Comment j'ai écrit «La Forêt des insoumis»


Suite à mes deux polars jeunesse à saveur historique (Mesures de guerre et En mai, fais ce qu’il te plaît), l'illustratrice Geneviève Côté a eu la gentillesse de me confier le journal intime tenu par son grand-père, René Jolicoeur, alors qu'il était insoumis, caché avec d'autres camarades dans la forêt durant l'été 1918.

Ce journal inédit est un document unique et passionnant. L'idée d'en faire un roman m'a plu. Geneviève et sa mère - Lucie Jolicoeur-Côté, la fille de René Jolicoeur - m'ont aussi parlé de leur père et de leur grand-père.


En dehors de ce journal et de ce que m'avaient dit Geneviève et sa mère, je n'avais que peu d'informations sur cette période de sa vie.

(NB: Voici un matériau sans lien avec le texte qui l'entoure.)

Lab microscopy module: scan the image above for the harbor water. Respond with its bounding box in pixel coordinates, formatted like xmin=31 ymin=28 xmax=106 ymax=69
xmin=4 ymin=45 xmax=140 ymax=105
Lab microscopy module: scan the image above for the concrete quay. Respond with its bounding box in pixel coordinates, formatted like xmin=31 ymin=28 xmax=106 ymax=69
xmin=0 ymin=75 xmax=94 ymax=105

Pour me documenter, et comme René et son frère lisaient beaucoup les journaux, j'ai moi aussi lu La Presse et Le Devoir de cette époque, pour savoir ce qu'on y racontait. Il était intéressant d'y découvrir comment la guerre était vécue depuis Montréal.

J'ai aussi lu un essai intitulé Déserteurs et insoumis, les Canadiens français et la justice militaire (1914-1918), de Patrick Bouvier.

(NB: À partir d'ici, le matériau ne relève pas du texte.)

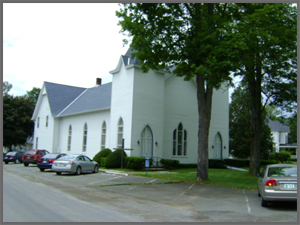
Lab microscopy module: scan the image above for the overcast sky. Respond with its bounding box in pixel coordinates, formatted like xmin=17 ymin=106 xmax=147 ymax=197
xmin=3 ymin=3 xmax=128 ymax=95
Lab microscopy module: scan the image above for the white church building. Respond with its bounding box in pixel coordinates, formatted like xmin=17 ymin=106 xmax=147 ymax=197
xmin=32 ymin=50 xmax=229 ymax=163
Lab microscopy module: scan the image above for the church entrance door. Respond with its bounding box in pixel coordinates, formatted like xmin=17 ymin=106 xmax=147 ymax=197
xmin=141 ymin=126 xmax=153 ymax=158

Ainsi que la section traitant de la Première Guerre mondiale dans Histoire populaire du Québec 1896-1960, de Jacques Lacoursière.


À l’époque, beaucoup de Québécois (plus de 40%) refusaient de partir en réaction au pouvoir anglais au Canada. Ils considéraient que l'armée canadienne, sous les ordres d'officiers anglophones, ne les représentait pas.

D'autres, comme René Jolicoeur, étaient des objecteurs de conscience. Très pieux - catholiques - ils refusaient l'idée de porter les armes et d'aller se battre contre d'autres hommes.

Il est important de rappeler que c'est la conscription obligatoire déclarée en octobre 1917 qui a posé problème. La réaction négative des Canadiens français était le signe d'un clivage évident entre Francophones et Anglophones.


Ce journal n'est pas un roman. Il m'a donc fallu y ajouter une intrigue, un suspens et travailler les personnages et leurs rapports. J'ai gardé tous les personnages : les cinq insoumis et les deux oncles. J'ai inventé le personnage du petit frère de William, qui m'a permis de créer une trame polar, plus captivante pour les jeunes lecteurs et plus dans mon style. J'ai gardé l'esprit, mais j'ai modernisé la narration, utilisant le présent et ajoutant beaucoup de dialogues.


Bien sûr, l’illustration de la couverture et les cabochons intérieurs de La Forêt des insoumis sont l’oeuvre de Geneviève Côté.